# Zboost cell phone booster



## sgtmaconga (Jun 19, 2009)

does anyone use this? does it work well for you?


----------



## Slug-Gunner (Jun 23, 2009)

*Do a 'Google Search' for.....*

Do a 'Google Search' for..... "zboost cell phone booster" and check out the various web site 'hits' you get for different 'reviews' given on them.

I don't really think they're worth $200+ though since any cell phone reception is _STILL DEPENDENT ON HAVING YOUR 'CELL SERVICE' PROVIDER HAVING A REPEATER/TOWER IN THE AREA YOU'RE CALLING FROM_.

Talk to your friends with different cell providers and find the one with the best coverage for your normal area of use. Cheaper in the long run to GET A BETTER PHONE or SERVICE PROVIDER, than help others 'get rich' at your expense.

Do your own 'research' and make your decision for yourself. You can't go by what anyone on these forums might tell you about their usage of this product _SINCE THEIR GEOGRAPHIC LOCATION IS MOST LIKELY DIFFERENT THAN YOURS_.... therefore their reception is most likely different than yours is.

Hope this helps.


----------



## polaris30144 (Jun 24, 2009)

Don't waste your money on these gimmicks. They might get you one bar in a marginal area or they may not. The better solution is to research the cell phone coverages in your area. Cell phone signals are line of sight like any other radio signal. If you have intermittent service, change providers or get a different phone. There is a difference in the individual phones antenna and their ability to receive a signal. There are a lot of people on the internet that will give you their personal opinion, but there situation is always going to be different and their results may have no bearing on your situation. Go to a Corporate store instead of an authorized dealer to get phones and advice. I have worked at both types of stores and will tell you that authorized dealers don't care if you are happy since they only sell the service, but don't get involved in customer service issues and their employees are not trained as well if at all by the cell phone companies. The corporate stores will have a better technical  background and have vested interest in your satisfaction. Too many people go to authorized dealers and think the stores are the same, they are not.

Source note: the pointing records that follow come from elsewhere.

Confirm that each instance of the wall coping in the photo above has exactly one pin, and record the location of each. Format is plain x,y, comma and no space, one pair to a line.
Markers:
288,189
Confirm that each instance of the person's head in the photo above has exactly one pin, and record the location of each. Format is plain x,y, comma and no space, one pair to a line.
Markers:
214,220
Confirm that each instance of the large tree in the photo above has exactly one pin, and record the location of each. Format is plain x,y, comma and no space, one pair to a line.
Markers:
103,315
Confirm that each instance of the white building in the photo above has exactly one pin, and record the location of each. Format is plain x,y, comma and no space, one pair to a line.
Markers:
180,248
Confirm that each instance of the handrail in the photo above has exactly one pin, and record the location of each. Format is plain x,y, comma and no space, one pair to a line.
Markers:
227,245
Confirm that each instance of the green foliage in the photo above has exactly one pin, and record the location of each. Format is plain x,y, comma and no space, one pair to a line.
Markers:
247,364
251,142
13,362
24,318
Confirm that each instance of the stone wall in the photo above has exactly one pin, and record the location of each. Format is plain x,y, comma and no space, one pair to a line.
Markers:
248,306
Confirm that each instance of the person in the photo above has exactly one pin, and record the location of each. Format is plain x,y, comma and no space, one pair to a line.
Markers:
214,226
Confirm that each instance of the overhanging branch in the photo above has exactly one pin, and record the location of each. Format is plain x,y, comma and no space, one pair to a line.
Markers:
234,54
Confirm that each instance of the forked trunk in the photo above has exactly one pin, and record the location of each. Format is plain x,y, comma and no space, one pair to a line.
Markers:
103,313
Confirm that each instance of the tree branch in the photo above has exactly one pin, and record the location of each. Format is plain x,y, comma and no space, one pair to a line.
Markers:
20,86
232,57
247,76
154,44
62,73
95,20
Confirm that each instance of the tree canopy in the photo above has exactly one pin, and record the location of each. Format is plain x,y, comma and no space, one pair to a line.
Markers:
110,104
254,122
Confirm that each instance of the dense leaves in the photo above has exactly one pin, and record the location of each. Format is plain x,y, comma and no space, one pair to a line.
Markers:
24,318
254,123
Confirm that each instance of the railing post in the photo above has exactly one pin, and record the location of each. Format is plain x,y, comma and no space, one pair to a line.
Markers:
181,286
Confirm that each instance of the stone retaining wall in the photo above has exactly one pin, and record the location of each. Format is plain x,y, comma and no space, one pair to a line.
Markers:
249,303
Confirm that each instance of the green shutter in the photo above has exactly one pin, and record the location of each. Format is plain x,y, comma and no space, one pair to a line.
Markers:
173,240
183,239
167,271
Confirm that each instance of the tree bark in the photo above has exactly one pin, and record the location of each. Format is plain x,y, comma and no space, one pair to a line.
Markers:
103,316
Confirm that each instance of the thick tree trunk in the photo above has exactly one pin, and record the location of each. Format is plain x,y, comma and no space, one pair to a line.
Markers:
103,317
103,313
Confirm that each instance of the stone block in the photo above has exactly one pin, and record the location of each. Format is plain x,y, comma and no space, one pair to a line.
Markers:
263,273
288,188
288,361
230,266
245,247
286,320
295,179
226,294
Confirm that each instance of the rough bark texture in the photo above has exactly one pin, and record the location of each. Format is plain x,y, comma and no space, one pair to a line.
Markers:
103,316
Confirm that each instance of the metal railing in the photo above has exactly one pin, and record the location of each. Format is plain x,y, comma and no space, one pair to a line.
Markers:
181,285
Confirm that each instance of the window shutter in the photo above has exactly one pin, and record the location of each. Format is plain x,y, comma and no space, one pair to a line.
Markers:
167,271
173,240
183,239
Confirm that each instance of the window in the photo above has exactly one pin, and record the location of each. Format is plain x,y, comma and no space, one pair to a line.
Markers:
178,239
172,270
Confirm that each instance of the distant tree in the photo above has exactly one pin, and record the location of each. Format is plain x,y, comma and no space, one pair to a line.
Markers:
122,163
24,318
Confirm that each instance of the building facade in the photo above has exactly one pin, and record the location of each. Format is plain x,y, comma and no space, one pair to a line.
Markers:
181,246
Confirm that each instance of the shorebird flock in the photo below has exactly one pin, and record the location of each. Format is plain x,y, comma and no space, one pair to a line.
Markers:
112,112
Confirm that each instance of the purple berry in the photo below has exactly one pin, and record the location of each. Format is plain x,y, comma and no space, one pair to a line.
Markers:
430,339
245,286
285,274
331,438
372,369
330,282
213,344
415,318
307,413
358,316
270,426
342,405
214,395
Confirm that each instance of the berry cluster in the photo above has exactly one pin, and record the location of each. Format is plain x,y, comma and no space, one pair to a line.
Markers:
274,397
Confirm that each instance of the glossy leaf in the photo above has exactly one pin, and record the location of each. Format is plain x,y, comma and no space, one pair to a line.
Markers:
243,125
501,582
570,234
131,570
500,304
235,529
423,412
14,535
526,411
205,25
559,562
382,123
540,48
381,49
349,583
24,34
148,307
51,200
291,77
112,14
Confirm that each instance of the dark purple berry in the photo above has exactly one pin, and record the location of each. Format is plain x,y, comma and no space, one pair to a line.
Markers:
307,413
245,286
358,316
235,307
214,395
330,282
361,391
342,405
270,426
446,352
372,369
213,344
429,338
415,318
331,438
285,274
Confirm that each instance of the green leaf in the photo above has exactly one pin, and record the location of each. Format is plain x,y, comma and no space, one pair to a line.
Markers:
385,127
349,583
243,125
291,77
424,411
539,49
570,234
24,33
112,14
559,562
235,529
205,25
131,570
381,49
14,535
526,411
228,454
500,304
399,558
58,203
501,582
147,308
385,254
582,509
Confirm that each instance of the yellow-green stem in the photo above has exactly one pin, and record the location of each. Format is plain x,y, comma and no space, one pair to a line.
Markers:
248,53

 AT&T has a web sight that shows signal strength and cell tower locations in their system. I bet the other major carriers have the same. Just be aware there are some rural areas that will not have a good signal no matter what you do since the towers are further apart and it is not financially sound for the companies to install new towers where the effect is minimal.


----------



## cball917 (Jun 24, 2009)

i used to work for verizon. the best advice i can give you is do NOT buy any product that plugs in to your phone that boost the signal. after several uses they weaken your normal signal. after you un plug the booster you will not hardly have any service at all.


----------



## SGADawg (Jun 24, 2009)

In order to find out how good a signal I could get at Lake Sinclair where I didn't get a signal with Alltel, I bought a pre-paid verizon phone from wal-mart for $20, including $10 air time.  After using it on 3 different trips, including places on the road where I had not had a signal before, I changed over to Verizon as my carrier.  I had previously had friends there with Sprint, AT&Tand T-Mobile that had poor service.

Coverage maps may or may not be accurate.  Verizon's street level map shows that my place has coverage but next door does not.  That would imply minimal coverage for me, but I get a good signal.


----------



## Local Boy (Jul 22, 2010)

I was going to ask if cell phone boosters were any good (no particluar brand) and found this post from a year ago.

We have marginal reception at home from Verizon.  We use my old cell phone for the home phone (decent reception).  My personal phone reception is OK.  Wife's phone reception is poor.  (All LG phones, different models).  We also use Verizon Mi-Fi internet with reasonable speed (comparable to cable).

Opinions on cell phone boosters or repeaters ($300 range or less)?


----------